Much madness has ensued. Musicians who adopt a sound or look regarded as“belonging” to another culture are censured and forced to apologize and chefs have been hounded for producing fusion dishes. Fashion is the latest target of the woke mob. This month Louis Vuitton was accused of cultural appropriation for producing a scarf with a pattern inspired by the Palestinian keffiyeh, while three international brands have been criticized for“stealing” designs associated with indigenous peoples.

None is exempt from this ideological scrutiny. Recently, the actor Michael B Jordan, star of the Black Panther movie, was bullied online into apologizing and changing the name of a line of drinks he was developing.“J'Ouvert” is a term associated with the Caribbean carnival season and 12,000 moral high-grounders signed an online petition describing his use of the word as“offensive cultural appropriation.”

Madness. The world as we know it would not exist without“cultural appropriation,” a better term for which might be“cultural exchange” – a vital mechanism that has made the world go round since before the Mesopotamians first began importing the metals and timber they needed to create one of the world's great civilizations. For centuries, travelers from diverse civilizations traded up and down the Silk Road and along the incense routes of the Middle East, disseminating goods, beliefs and ideas that today are woven into the DNA of cultures across the world. The inane instruction to“stay in your own lane,” so favored by the cultural separatists, would have been incomprehensible to those who lay the foundations of the modern world.

Modern, multicultural cities such as Dubai are the living manifestation of this human history of cross-cultural unification, the joyful antithesis of the sort of smallminded cultural isolation that all too easily leads to toxic nationalism.

Besides, how far back should we go in attempting to determine which people are the“rightful” owners of customs or objects long ago adopted far beyond the lands of their origin? Should we give paper back to the Chinese, or printing to the descendants of Johannes Gutenberg? Maybe only Germans, or the direct descendants of Carl Benz, should be allowed automobiles? Perhaps it's time to give up the potato, native to the Americas and a staple for pre-Columbian civilizations but“discovered” by European explorers in the 16th century?

As for hummus, around the Mediterranean everyone from the Egyptians and the Lebanese to the Greeks regard it as a national dish.
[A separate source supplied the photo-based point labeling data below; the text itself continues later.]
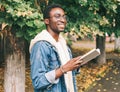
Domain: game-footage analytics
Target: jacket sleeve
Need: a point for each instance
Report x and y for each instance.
(41, 76)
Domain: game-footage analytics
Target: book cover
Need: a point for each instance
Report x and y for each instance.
(89, 56)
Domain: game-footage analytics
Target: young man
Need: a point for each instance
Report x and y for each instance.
(52, 66)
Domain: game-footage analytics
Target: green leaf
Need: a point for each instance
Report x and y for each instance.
(19, 34)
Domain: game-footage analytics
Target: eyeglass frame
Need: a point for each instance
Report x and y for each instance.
(58, 16)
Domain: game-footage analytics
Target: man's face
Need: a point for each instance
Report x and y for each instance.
(57, 20)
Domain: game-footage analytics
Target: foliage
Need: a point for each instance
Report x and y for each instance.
(91, 17)
(22, 17)
(86, 17)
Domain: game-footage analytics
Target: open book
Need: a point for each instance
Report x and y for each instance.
(89, 56)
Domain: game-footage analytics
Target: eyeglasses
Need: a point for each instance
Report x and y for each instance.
(58, 17)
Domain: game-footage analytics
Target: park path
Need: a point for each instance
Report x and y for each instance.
(111, 81)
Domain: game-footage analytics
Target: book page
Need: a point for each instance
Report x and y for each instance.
(90, 55)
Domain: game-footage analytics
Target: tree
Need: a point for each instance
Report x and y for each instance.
(22, 22)
(90, 18)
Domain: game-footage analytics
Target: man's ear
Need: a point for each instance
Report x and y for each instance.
(46, 21)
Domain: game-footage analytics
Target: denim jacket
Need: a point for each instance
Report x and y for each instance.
(44, 61)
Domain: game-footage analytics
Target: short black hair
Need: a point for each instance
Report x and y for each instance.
(46, 12)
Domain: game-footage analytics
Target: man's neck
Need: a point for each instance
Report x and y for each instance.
(54, 35)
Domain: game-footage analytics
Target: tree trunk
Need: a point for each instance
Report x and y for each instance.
(117, 44)
(1, 50)
(100, 43)
(14, 76)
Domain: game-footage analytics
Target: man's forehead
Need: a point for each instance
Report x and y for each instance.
(56, 11)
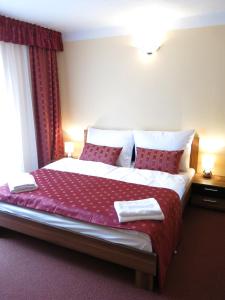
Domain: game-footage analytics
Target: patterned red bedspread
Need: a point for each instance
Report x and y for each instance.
(90, 199)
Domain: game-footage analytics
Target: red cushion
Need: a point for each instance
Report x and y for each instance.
(104, 154)
(160, 160)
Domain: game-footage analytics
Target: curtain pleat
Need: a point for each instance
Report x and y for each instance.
(46, 101)
(23, 33)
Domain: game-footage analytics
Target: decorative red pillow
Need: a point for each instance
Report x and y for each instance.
(160, 160)
(104, 154)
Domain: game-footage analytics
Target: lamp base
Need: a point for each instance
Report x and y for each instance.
(207, 174)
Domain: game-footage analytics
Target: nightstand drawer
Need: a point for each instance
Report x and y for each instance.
(208, 190)
(208, 201)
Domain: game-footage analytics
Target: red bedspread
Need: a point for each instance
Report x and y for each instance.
(90, 199)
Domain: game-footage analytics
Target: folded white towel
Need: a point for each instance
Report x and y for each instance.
(22, 182)
(146, 209)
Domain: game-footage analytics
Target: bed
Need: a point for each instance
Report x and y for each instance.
(136, 253)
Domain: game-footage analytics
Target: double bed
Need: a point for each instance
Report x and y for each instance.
(123, 246)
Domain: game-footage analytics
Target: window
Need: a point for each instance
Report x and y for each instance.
(17, 133)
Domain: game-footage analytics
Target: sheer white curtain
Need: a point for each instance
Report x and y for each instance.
(17, 133)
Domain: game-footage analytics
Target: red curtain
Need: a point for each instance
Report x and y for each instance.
(43, 44)
(46, 101)
(24, 33)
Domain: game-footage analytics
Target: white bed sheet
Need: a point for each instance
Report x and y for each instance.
(137, 240)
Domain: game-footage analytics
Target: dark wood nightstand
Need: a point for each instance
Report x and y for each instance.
(208, 193)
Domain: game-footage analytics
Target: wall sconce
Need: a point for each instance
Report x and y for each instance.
(208, 161)
(69, 148)
(148, 42)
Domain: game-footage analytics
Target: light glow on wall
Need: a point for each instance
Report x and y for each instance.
(148, 27)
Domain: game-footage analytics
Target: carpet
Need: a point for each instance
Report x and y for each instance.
(31, 269)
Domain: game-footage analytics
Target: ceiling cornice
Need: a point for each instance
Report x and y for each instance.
(184, 23)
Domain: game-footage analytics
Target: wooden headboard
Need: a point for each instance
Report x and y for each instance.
(194, 150)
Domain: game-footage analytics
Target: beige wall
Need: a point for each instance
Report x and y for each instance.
(107, 83)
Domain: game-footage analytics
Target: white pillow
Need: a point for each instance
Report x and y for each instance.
(114, 138)
(167, 140)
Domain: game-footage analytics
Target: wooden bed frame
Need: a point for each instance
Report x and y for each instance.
(144, 264)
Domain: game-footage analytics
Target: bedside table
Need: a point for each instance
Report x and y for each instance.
(208, 193)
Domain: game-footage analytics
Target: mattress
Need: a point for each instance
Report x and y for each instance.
(134, 239)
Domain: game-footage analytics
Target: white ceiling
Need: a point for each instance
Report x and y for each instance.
(79, 19)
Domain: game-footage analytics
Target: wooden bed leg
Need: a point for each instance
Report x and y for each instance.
(143, 280)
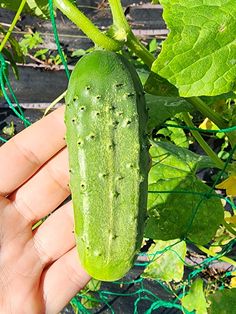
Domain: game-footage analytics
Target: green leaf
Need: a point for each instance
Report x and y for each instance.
(195, 299)
(39, 8)
(177, 205)
(89, 302)
(176, 135)
(199, 55)
(159, 86)
(223, 302)
(167, 265)
(162, 108)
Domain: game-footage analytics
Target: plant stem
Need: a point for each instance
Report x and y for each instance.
(223, 258)
(229, 228)
(8, 34)
(207, 112)
(207, 149)
(87, 27)
(132, 42)
(119, 19)
(137, 47)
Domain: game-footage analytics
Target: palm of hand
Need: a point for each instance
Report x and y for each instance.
(39, 270)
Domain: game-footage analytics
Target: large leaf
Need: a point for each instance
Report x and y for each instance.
(223, 302)
(162, 108)
(179, 204)
(159, 86)
(195, 299)
(39, 8)
(169, 264)
(199, 55)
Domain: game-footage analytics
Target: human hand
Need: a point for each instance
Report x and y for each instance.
(39, 270)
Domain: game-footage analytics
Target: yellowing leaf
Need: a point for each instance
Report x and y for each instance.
(231, 220)
(208, 125)
(229, 185)
(169, 264)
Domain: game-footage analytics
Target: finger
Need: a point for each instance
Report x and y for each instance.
(55, 236)
(45, 191)
(62, 280)
(26, 152)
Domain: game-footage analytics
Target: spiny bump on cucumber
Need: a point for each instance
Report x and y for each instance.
(108, 153)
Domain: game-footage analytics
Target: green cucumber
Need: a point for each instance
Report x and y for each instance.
(108, 157)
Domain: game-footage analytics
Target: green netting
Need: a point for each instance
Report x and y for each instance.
(136, 288)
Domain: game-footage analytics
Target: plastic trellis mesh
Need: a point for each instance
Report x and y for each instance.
(166, 297)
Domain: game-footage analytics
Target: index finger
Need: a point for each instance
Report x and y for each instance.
(26, 152)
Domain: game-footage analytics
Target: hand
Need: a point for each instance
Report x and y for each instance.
(39, 270)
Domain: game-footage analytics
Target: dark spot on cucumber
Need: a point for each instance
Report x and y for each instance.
(130, 94)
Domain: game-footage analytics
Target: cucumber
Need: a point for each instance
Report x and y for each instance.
(108, 157)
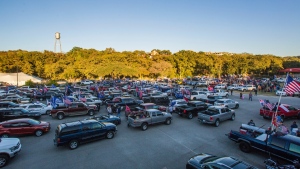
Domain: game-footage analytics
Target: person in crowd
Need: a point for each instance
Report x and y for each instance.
(109, 110)
(294, 128)
(250, 96)
(251, 123)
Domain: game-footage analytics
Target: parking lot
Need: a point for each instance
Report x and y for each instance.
(159, 147)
Ancient Greece and North Africa were culturally entwined for centuries.

Instead of taking offense and objecting to the“hijacking” of cultural assets, wouldn't it be far more constructive, and ultimately beneficial, for any people to have their culture embraced and understood by others? But that is not the way of the woke, for whom all that matters is the excuse to go to war in order to seize the moral high ground.
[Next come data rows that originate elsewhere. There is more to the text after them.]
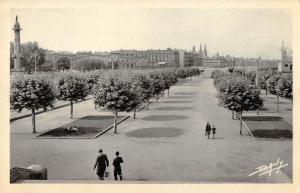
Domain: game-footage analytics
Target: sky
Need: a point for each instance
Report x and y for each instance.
(239, 33)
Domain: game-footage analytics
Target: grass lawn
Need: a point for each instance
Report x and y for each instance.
(88, 126)
(268, 127)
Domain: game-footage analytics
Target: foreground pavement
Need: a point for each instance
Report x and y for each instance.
(174, 150)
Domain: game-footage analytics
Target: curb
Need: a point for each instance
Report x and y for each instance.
(144, 106)
(248, 129)
(43, 111)
(110, 127)
(92, 137)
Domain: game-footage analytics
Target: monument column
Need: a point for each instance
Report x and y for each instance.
(17, 49)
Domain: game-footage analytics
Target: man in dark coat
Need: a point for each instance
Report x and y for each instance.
(207, 129)
(101, 164)
(117, 166)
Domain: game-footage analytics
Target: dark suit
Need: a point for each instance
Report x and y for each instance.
(101, 164)
(117, 167)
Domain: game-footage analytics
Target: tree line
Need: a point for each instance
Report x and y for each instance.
(236, 93)
(115, 90)
(279, 84)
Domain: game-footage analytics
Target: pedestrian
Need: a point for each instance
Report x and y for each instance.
(207, 129)
(117, 166)
(213, 128)
(101, 164)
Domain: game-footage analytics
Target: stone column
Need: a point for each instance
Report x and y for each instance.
(17, 49)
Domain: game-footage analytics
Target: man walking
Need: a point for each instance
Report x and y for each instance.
(207, 129)
(101, 164)
(213, 129)
(117, 166)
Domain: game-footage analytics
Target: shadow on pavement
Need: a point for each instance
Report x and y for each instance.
(177, 102)
(170, 108)
(164, 118)
(184, 93)
(181, 97)
(155, 132)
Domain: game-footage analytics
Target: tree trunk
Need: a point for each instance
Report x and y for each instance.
(241, 122)
(147, 106)
(134, 113)
(33, 120)
(277, 102)
(115, 121)
(71, 109)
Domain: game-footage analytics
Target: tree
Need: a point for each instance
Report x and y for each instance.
(285, 86)
(239, 95)
(169, 79)
(143, 86)
(72, 88)
(263, 78)
(63, 63)
(272, 86)
(114, 94)
(31, 53)
(158, 84)
(32, 95)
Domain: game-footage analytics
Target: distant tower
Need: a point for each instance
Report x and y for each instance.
(200, 51)
(194, 49)
(283, 53)
(17, 48)
(205, 51)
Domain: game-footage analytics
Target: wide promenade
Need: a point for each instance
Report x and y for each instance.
(164, 143)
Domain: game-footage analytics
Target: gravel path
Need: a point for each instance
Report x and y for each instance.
(176, 150)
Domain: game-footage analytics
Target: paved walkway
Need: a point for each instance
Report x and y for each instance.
(186, 157)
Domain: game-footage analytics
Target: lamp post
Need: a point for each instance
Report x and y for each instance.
(36, 58)
(257, 79)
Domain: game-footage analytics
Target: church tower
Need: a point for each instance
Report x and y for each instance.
(17, 48)
(283, 54)
(194, 49)
(205, 51)
(200, 51)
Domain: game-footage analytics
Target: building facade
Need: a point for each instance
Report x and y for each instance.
(286, 63)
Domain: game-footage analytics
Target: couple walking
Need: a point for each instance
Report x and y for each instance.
(102, 162)
(209, 129)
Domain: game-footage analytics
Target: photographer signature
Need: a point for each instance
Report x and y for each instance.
(268, 169)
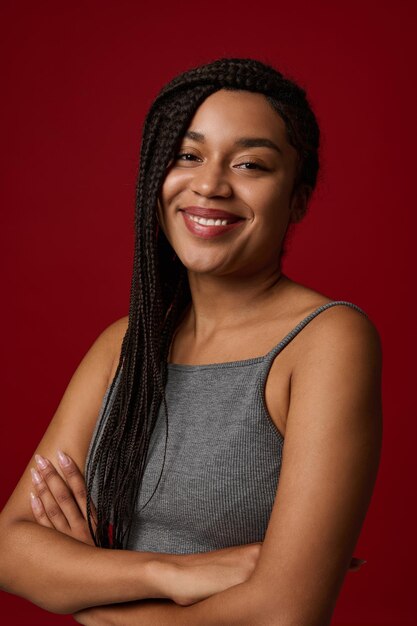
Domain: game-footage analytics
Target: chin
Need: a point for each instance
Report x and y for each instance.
(199, 262)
So, how to build defenses against this coming tsunami of wokefulness, so damaging to any society's social cohesion? Clamping down on social media is no solution. As various governments have discovered since the dawn of the Arab Spring in 2010, trying to suppress freedom of speech in the digital age is akin to trying to hold down the lid of a pressure cooker with sticky tape.

The real solution lies in education. In schools and universities, the priority must be to equip young people with the skills necessary for critical thinking, to allow them to seek out the facts and make up their own minds rather than be stampeded into kneejerk reactions by actors with hidden agendas and no sense of historical perspective.

There is nothing wrong with questioning our values, upbringings and histories – it's how societies evolve. But constructive debate, in which both sides are heard with respect, is one thing. The beast that is stalking the digital world right now is deaf to reason and interested only in wreaking social havoc.

And it will not have my hummus.

 

Jonathan Gornall is a British journalist, formerly with The Times, who has lived and worked in the Middle East and is now based in the UK.